Run cfdisk: this is simple a text program where you can create and delete partitions. I’m working on a new VM with a clean disk, this is my choice for this tutorial because is faster than gparted.
Skip this step: If your partitions are ready.
With cfdisk I created just two partitions: one for the system, other for the swap area. The you’ll be asked for a filesystem for the partition.
After creating the filesystems, the installer shows a last warning and a summary of what will be done:
Locales and key map
Before the file copying starts, you’ll be asked on:
The city or country where you live to set the timezone.
Your language to generate language files
The next screen asks for the default locale.
Then the installer asks for the keyboard model:
The keymap to use:
And if you want to enable ctrl-alt-backspace to kill the xserver. I always though this is the default and not something that is configurable, so I said yes:
Finally -but not lastly- the files copying begins. This copy takes enough time to prepare a coffee, or as we do in Argentina (and Uruguay, southern Brazil and Paraguay), prepare some mates while you wait.
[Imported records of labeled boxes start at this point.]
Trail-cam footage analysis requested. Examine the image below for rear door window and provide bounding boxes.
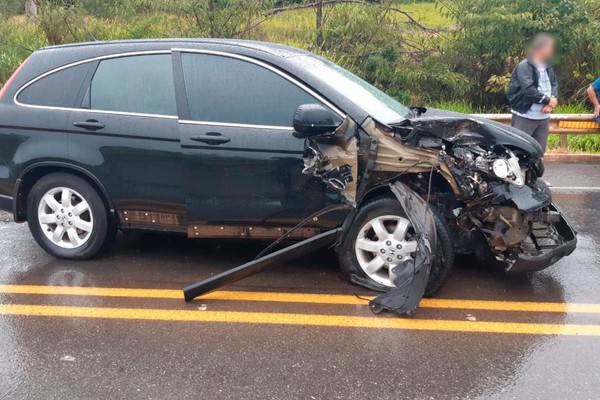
[17,63,91,108]
[84,54,177,116]
[181,53,320,127]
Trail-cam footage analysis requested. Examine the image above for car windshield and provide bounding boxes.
[311,57,411,124]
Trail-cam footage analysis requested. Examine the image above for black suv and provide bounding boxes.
[0,39,575,291]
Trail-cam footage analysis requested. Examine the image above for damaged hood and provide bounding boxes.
[409,108,542,159]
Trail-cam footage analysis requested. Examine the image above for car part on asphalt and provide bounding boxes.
[369,182,437,314]
[183,228,339,301]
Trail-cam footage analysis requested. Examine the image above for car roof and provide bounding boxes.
[38,38,312,58]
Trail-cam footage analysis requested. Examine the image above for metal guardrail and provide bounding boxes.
[473,114,600,151]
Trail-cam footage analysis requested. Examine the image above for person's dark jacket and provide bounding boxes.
[506,58,558,113]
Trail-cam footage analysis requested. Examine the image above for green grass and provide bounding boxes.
[261,1,452,48]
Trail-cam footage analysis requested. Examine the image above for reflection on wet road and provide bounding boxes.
[0,164,600,399]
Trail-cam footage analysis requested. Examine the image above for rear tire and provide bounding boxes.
[338,197,454,296]
[27,172,117,260]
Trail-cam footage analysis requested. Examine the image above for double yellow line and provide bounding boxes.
[0,285,600,336]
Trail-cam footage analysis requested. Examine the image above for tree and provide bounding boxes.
[440,0,598,107]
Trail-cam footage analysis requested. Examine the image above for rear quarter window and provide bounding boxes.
[17,63,91,108]
[84,54,177,116]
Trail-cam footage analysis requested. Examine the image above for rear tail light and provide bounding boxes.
[0,57,29,101]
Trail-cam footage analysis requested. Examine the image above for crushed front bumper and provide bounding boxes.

The installer again will present three options now:
Just choose copy files and then Continue. If you want to do it by hand or use other bootloader than grub, choose Chroot.
Hostname and users
Lastly, you need to set the hostname and create a non-root user. You can also choose if said user will can escalate his privileges with sudo or don’t.
Choose good passwords for the new user and root and this is it. After the reboot you can create more users of course.